I'm using HTML+JQuery as UI, Spring-Roo to generate service layer which contains Json object string conversion. It works well for us like the following sample code:
@RequestMapping(headers = "Accept=application/json")
@ResponseBody
public ResponseEntity<String> ArticleController.listJson() {
HttpHeaders headers = new HttpHeaders();
headers.add("Content-Type", "application/json; charset=utf-8");
List<Article> result = Article.findAllArticles();
return new ResponseEntity<String>(Article.toJsonArray(result), headers, HttpStatus.OK);
}
but after several sample pages developed, I have some questions:
1) We want to use Spring-Security as Access Control module, is that OK for this framework? How can server knows it is the same session request from the browser?
2) Instead of jsp server technology, pure HTML + JQuery is really OK? Because I see many Ajax code injected in the html, and many of them cannot be reused. As we know server technologies have the template that can maximizing the reusage of code. I'm worrying about the develop difficulty and maintenance efforts.
PS: Why we decided using HTML+JQuery+Json is because we directly get HTML+CSS from Art designer,
and we have plan to support different client besides browser, so Json might be a good choice.
Thanks.
1) We want to use Spring-Security as Access Control module, [...] How can server knows it is the same session request from the browser?
First the session must be somehow established on the server side. Use standard Spring Security login screen or call spring_security_login using ajax. In return the server will send a cookie with JSESSIONID. This cookie sent with every subsequent request (including AJAX requests) so the server knows which user calls REST methods. This is completely transparent.

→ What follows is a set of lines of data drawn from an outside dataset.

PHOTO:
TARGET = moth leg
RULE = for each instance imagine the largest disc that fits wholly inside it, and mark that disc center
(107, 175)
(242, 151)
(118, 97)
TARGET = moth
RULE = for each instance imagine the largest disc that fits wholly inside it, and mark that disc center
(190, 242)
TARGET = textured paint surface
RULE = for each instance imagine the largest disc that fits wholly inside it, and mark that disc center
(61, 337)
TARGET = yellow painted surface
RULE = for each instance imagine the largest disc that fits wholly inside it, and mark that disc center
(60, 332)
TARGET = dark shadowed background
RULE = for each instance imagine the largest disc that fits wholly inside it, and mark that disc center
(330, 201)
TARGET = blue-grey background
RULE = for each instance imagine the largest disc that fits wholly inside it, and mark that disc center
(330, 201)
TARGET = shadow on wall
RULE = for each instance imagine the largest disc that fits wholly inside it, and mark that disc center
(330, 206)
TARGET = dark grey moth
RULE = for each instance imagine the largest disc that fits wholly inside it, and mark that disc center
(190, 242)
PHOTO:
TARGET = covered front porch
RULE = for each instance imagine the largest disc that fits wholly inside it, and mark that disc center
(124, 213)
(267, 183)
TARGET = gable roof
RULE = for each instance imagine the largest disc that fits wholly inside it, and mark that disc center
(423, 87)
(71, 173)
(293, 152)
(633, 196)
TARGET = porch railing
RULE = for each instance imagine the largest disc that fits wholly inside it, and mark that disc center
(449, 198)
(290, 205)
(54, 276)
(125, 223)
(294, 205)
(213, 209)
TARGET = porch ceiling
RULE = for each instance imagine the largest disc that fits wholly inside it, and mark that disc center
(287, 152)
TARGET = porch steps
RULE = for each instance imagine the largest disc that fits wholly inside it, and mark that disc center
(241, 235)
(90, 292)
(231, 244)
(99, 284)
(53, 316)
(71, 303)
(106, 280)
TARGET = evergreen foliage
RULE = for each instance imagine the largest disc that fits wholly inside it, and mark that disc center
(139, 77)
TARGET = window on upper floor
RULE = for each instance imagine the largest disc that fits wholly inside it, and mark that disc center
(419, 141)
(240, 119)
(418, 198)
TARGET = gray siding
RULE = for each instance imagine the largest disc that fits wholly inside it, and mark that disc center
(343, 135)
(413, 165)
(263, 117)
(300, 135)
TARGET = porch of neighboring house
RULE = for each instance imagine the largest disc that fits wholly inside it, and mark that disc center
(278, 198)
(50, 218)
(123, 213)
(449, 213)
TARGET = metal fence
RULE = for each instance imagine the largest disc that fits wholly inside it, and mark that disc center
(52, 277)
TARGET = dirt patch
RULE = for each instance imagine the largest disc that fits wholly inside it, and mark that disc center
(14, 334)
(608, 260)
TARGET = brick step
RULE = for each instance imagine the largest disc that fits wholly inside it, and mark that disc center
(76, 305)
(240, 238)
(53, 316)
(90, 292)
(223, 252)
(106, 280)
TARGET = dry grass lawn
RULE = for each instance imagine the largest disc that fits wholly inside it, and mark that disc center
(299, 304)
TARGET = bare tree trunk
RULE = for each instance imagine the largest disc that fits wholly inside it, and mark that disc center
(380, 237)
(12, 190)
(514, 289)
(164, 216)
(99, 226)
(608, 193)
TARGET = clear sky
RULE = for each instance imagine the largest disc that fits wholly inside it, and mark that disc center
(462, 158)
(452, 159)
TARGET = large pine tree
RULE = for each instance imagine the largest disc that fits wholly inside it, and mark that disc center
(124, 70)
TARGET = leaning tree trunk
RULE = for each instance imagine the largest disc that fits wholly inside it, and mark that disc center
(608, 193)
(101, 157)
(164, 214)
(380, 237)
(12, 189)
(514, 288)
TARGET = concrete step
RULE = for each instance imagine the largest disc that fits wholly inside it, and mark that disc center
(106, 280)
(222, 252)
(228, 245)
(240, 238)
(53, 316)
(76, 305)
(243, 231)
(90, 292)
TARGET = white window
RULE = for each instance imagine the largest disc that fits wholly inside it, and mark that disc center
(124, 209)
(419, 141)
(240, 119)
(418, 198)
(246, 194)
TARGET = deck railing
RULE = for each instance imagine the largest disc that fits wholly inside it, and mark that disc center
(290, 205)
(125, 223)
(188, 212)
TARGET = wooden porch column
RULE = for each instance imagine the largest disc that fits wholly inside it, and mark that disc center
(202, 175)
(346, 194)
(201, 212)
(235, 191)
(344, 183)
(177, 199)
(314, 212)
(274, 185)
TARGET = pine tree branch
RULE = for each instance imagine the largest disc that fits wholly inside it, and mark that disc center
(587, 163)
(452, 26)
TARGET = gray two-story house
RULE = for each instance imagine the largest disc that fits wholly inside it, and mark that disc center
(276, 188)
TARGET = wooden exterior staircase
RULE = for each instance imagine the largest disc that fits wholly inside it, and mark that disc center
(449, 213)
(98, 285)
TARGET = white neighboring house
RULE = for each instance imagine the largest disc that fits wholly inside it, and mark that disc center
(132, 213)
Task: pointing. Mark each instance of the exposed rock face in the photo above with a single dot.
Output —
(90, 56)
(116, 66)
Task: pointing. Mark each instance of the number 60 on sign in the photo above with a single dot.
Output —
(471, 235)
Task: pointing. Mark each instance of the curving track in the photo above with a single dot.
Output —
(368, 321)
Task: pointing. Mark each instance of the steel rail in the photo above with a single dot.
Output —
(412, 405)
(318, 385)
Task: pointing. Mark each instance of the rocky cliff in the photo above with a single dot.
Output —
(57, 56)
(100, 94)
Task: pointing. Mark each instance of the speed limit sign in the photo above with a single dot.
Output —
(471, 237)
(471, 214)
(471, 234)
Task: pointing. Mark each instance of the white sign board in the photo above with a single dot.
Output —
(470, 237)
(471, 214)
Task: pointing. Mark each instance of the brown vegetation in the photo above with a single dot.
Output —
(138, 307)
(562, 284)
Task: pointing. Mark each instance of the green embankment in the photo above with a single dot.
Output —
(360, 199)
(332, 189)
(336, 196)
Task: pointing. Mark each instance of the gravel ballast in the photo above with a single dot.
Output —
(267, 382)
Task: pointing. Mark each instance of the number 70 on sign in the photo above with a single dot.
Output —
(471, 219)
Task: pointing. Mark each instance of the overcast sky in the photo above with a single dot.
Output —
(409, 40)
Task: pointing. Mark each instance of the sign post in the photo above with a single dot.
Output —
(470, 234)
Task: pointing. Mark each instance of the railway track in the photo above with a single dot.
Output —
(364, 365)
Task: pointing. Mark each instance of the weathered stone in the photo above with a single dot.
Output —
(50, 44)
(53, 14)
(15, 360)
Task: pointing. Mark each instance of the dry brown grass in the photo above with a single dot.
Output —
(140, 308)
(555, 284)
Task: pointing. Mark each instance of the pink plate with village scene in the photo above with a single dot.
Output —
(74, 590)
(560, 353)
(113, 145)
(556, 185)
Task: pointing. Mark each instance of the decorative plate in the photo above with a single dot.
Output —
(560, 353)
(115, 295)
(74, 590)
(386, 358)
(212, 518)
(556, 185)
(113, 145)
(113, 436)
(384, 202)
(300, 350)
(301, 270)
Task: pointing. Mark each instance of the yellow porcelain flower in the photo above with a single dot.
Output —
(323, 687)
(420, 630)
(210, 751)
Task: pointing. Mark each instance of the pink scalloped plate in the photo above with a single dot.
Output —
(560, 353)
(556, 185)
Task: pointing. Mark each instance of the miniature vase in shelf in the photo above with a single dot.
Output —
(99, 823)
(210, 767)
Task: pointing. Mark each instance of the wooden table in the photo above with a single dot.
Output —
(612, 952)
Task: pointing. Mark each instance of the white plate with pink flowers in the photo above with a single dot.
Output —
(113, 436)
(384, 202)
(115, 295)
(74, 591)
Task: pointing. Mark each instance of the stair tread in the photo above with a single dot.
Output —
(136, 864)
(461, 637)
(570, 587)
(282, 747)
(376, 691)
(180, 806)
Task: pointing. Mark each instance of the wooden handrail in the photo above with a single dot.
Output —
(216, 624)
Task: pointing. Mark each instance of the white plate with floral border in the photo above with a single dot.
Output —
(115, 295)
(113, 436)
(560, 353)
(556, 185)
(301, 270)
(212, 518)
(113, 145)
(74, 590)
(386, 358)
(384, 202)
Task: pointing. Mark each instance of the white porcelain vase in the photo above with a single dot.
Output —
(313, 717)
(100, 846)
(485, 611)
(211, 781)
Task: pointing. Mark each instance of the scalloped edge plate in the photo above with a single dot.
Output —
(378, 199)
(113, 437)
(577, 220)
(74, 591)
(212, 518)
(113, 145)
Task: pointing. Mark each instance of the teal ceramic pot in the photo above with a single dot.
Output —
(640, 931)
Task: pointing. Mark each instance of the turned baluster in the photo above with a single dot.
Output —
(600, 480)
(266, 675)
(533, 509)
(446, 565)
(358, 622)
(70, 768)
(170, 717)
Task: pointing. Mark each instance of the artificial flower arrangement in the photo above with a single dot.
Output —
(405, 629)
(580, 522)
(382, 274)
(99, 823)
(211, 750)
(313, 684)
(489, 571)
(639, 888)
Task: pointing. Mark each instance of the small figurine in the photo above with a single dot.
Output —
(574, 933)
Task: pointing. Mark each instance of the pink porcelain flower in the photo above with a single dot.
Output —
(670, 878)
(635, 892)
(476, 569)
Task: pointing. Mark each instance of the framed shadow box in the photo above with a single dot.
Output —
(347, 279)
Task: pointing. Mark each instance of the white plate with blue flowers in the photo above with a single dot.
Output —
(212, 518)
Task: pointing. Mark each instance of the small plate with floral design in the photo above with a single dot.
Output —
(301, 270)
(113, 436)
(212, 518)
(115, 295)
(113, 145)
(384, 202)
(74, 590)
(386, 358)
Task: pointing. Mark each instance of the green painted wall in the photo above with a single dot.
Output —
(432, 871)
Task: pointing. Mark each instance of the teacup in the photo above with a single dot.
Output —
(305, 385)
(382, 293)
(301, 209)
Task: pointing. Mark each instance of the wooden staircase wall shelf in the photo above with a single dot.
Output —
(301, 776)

Also when you logout (by calling j_spring_security_logout) the session as well as cookies are destroyed.
We are using this approach successfully (more over, due to historical reasons we are calling soap services from JavaScript!) and it works really well.
2) [...]pure HTML + JQuery is really OK? Because I see many Ajax code injected in the html, and many of them cannot be reused. [...]
True separation of concerns is the king. Keep JavaScript in one place (.js) file and HTML in other place (.html). They should never be mixed. Also keep your JavaScript code layered and stay away from DOM manipulations as much as possible (e.g. use client-side templating engines).
Moreover there is nothing preventing you from generating HTML during build so that common HTML snippets like headers and footers are included in every page.